Welcome to another edition of Security Corner. This month's topic is file uploads, and I focus on the mechanism you create to allow users to upload files to your application. Unlike typical form data, files are handled uniquely, and PHP uses the $_FILES array to provide you with all of the information you need. However, because it isn't very clear what information is provided by the client and what information is provided by PHP, a security-conscious developer can have a difficult time determining what data can be trusted.

This article takes a detailed look at file uploads, beginning with a brief discussion that walks you through the process and some example code that offers this feature. This is followed by a close examination of the mechanics of file uploads, and then I discuss the security risks inherent in this activity as well as some safeguards and best practices that you can implement in your own applications.

File Uploads

In order to let users upload files, you must present them with a typical HTML form. However, because files are not sent in the same way that regular form data is, you must specify a particular encoding:

  1. <form action="upload.php" method="POST" enctype="multipart/form-data">

The enctype attribute is often left out, so you might not be familiar with it. An HTTP request that includes both regular form data and files has a special format, and this attribute is necessary for the browser's compliance.

The form field for a file is actually very simple:

  1. <input type="file" name="attachment" />

This is rendered in various ways by the different browsers. Traditionally, the interface includes a standard text field as well as a browse button, so that the user can either enter the path to the file manually or browse for it. In Safari, only the browse option is available. Regardless, the behavior from a developer's perspective is the same, but you might want to be mindful of the differences in presentation, in case you have very specific instructions for the user.

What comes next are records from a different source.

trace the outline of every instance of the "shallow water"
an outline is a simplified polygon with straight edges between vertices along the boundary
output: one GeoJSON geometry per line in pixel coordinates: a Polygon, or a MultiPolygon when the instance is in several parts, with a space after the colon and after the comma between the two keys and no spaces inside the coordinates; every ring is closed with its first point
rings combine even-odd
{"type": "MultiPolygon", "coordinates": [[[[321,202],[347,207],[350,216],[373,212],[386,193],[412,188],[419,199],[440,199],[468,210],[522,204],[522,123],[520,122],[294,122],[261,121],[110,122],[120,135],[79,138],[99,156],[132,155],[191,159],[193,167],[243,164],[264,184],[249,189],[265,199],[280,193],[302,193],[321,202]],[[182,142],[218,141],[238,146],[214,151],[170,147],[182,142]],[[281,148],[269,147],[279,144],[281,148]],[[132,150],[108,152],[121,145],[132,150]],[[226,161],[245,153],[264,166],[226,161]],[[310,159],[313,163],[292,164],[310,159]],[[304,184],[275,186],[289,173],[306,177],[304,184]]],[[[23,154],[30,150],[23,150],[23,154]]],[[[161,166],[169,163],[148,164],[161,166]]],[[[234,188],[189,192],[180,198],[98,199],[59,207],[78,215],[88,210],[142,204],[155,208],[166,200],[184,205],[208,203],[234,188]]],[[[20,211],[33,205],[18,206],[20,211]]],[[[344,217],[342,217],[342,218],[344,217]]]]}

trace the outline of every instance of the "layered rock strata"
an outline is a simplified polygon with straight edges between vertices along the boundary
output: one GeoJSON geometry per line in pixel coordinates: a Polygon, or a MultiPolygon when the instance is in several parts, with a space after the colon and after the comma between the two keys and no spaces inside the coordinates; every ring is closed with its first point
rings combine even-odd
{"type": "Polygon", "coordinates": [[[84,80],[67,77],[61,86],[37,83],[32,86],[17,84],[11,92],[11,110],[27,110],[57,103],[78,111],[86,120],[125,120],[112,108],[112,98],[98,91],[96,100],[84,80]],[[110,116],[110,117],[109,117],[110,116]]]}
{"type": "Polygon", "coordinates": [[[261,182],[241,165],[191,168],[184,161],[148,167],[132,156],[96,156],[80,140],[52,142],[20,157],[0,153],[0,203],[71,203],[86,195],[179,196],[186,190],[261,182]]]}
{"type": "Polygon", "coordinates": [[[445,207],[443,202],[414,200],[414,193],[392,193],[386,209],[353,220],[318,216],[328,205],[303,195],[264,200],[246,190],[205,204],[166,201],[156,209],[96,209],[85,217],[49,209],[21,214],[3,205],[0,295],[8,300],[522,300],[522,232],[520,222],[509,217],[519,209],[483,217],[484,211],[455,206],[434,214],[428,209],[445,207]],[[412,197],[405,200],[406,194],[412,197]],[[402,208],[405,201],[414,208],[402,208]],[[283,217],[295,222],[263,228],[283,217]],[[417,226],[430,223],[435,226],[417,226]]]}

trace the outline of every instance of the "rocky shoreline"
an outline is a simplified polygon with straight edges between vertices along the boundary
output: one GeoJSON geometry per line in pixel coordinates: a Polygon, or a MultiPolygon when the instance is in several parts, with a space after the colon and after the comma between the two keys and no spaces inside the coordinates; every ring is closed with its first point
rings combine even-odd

To better illustrate a file upload, I present you with an example HTML form that can be used to allow users to upload attachments to a web-based email application:

  1. <p>Please choose a file to upload:</p>
  2. <form action="upload.php" method="POST" enctype="multipart/form-data">
  3. <input type="file" name="attachment" />
  4. <input type="submit" value="Upload Attachment" />
  5. </form>

The PHP directive upload_max_filesize can be used to limit the size of uploaded files, and post_max_size can potentially restrict this as well, because the file is part of the POST data.

Figure 1 shows how this form appears when rendered in a browser.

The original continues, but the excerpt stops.